Ernest William Gimson is considered one of its main representatives. He was born in 1864 in Leicester, a city marked by industrial upheaval. Gimson's father was the owner of a machine factory, but at the same time he was committed to improving the social conditions of his workers and as a free thinker in the "Secular Society," a club in the tradition of the early socialists Thomas Paine and Robert Owen.At a Secular Society event in 1884, the young Gimson met William Morris (1834-1896), a pioneer thinker of the Arts and Crafts movement who became Gimson's most important mentor. The Arts and Craft movement's critique was directed as much against the industrial production of overly ornate domestic objects, houses, or bridges as it was against the social conditions of alienation that accompanied it. Instead, they wanted to revive and bring together "Arts" and "Crafts." High-quality craftsmanship, a return to local materials and woods, joint design, planning and execution of the objects were just as much part of the program as the view of the use, the function: houses should be inhabited, eaten at tables, sat comfortably on armchairs - and that's exactly how they wanted to plan them.
Gimson became an architect in London, before he made in 1893 with colleagues the then unusual decision to open the new "workshop" ("workshop", not architect's office, the name was program) in the picturesque Cotswolds, the countryside near Cheltenham and Bristol, which is also the hunting ground of Inspector Barneby. Life was cheap there; there were traditional building trades and good craftsmen - and London, Birmingham and Leicester and their wealthy clientele were nevertheless easily accessible. The furniture of the Gimson workshop is therefore usually referred to in Great Britain as Cotswolds Style or Tradition, in German as "Landhausstil". At Ernest Gimson, they were handmade, were made of solid wood and revealed their construction ("open construction"), so that, for example, tine and tenon joints were not hidden with decorative trim. Decorative elements were used with great restraint. Gimson's furniture exudes such a clear beauty that it is not surprising that Gimson not only influenced the interior design of the 20th and 21st centuries, but that original sketches and furniture designs or plain copies of individual pieces of furniture from the Gimson workshop are sought-after collectors' items.
England in the middle of the 19th century. This is the Victorian Age, the age of Queen Victoria (1819-1901), a vast world-spanning colonial empire, industrial revolution, flourishing economy. And it is also the Victorian style: opulence, excessive ornamentation, exotic materials, an often tasteless recourse to Baroque, Rococo, to Chippendale's furniture design. More appearance than reality, more ornament than utilitarian object. A lot of "kitsch, decoration and mass-produced goods of poor quality" would probably be said today, because the demand for interior decoration was met by machine production. In contrast, the British "Arts and Crafts movement", which had a great influence internationally on art and design after 1900, turned to Fin de Siècle, Art Nouveau, Modern Style.

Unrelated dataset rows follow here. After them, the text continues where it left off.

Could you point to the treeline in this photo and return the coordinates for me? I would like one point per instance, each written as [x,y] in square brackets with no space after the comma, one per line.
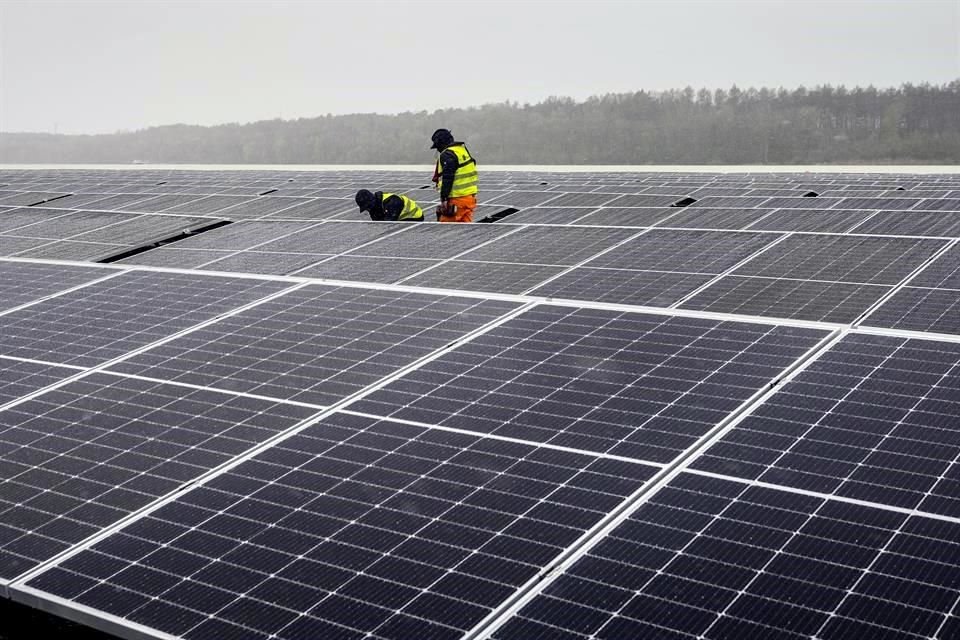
[825,124]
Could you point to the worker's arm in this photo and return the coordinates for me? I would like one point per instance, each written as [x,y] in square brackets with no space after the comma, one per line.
[448,168]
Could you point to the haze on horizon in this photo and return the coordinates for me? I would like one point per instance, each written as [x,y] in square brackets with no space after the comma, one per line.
[100,67]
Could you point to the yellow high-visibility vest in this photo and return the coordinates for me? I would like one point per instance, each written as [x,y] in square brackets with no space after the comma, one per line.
[465,180]
[411,210]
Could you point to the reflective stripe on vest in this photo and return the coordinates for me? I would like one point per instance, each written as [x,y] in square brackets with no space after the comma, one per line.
[465,180]
[411,210]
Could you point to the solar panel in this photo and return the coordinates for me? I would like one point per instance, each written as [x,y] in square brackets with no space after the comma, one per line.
[117,202]
[160,203]
[870,419]
[645,200]
[262,206]
[807,203]
[19,378]
[264,262]
[81,457]
[523,198]
[739,202]
[23,282]
[582,199]
[431,241]
[317,209]
[627,216]
[842,258]
[29,198]
[70,250]
[367,269]
[554,246]
[331,237]
[630,384]
[209,204]
[494,277]
[172,257]
[912,223]
[317,344]
[352,527]
[623,286]
[61,227]
[548,215]
[709,558]
[20,220]
[939,204]
[819,220]
[879,203]
[710,218]
[104,320]
[787,298]
[684,251]
[243,235]
[919,309]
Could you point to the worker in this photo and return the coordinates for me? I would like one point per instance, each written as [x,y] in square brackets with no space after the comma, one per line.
[388,207]
[456,178]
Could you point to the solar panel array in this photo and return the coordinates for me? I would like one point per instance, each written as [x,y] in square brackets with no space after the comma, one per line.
[629,405]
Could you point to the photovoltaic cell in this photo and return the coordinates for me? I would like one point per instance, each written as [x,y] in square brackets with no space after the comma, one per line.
[820,220]
[548,245]
[582,199]
[623,286]
[787,298]
[79,458]
[263,262]
[71,250]
[710,218]
[19,378]
[353,528]
[874,418]
[548,215]
[331,237]
[627,216]
[317,344]
[365,269]
[208,204]
[22,282]
[630,384]
[912,223]
[433,241]
[316,209]
[684,251]
[173,257]
[919,309]
[494,277]
[105,320]
[61,227]
[713,559]
[242,235]
[857,259]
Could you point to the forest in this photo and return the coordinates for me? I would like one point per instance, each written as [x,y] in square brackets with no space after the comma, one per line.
[911,124]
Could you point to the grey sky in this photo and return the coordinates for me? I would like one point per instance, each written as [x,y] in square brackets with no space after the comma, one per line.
[92,67]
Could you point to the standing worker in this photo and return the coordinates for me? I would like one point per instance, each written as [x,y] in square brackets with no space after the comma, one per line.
[456,178]
[388,207]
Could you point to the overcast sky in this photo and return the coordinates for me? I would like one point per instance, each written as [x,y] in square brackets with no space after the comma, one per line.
[94,67]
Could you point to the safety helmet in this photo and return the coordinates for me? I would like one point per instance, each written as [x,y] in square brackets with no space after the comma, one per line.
[393,206]
[364,200]
[441,138]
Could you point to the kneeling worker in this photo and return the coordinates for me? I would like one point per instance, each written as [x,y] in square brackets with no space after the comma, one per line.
[389,207]
[456,178]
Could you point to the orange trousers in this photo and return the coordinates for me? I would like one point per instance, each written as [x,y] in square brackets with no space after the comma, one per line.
[464,209]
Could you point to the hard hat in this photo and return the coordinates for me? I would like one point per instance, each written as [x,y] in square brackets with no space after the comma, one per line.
[441,139]
[364,200]
[393,206]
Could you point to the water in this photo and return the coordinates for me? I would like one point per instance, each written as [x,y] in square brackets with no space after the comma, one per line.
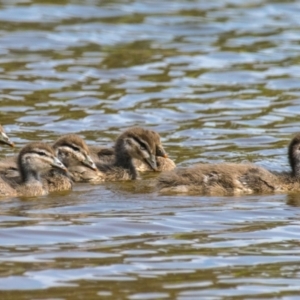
[219,80]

Ernest William Gimson is considered one of its main representatives. He was born in 1864 in Leicester, a city marked by industrial upheaval. Gimson's father was the owner of a machine factory, but at the same time he was committed to improving the social conditions of his workers and as a free thinker in the "Secular Society," a club in the tradition of the early socialists Thomas Paine and Robert Owen.At a Secular Society event in 1884, the young Gimson met William Morris (1834-1896), a pioneer thinker of the Arts and Crafts movement who became Gimson's most important mentor. The Arts and Craft movement's critique was directed as much against the industrial production of overly ornate domestic objects, houses, or bridges as it was against the social conditions of alienation that accompanied it. Instead, they wanted to revive and bring together "Arts" and "Crafts." High-quality craftsmanship, a return to local materials and woods, joint design, planning and execution of the objects were just as much part of the program as the view of the use, the function: houses should be inhabited, eaten at tables, sat comfortably on armchairs - and that's exactly how they wanted to plan them.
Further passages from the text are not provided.